Oleh Iwan Rudi Saktiawan, SSi, M.Ag, CIRBD
Salah faham arti Tawakal
Suatu malam, kami bertiga akan shalat Isya di mesjid Salman ITB Bandung. Sebelum masuk terdapat tulisan ini :
Mohon sepatu / sandal Anda dititipkan, rawan pencurian
Kami celingukan, tidak ada penjaga sandal/sepatu karena sudah terlalu malam. Informasi yang kami dengar, pengumunan itu dibuat karena di mesjid ini sudah sering ada pencurian sandal atau sepatu.
Salah seorang teman kami dari Daarut Tauhiid Bandung berkata,”Kita tawakal saja.”

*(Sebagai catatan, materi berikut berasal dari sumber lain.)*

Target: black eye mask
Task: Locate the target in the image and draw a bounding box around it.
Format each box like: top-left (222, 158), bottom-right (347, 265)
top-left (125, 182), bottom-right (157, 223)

Apa yang terjadi setelah ucapan itu ? … Saya meletakkan sepatu di depan mesjid, sementara dua teman saya, termasuk yang mengucapkan kata tawakal tersebut, membawa sepatu itu ke dalam mesjid dan meletakkan di depan posisi shalat mereka.
Waduh ! Ternyata persepsi saya saat itu tentang tawakal masih salah. Pemahaman saya waktu itu,”Ya sudah. Sepatu simpan saja di luar, kita serahkan saja pada Allah SWT, mau dicuri atau tidak, gimana nanti saja.” Padahal ternyata arti tawakal bukan itu !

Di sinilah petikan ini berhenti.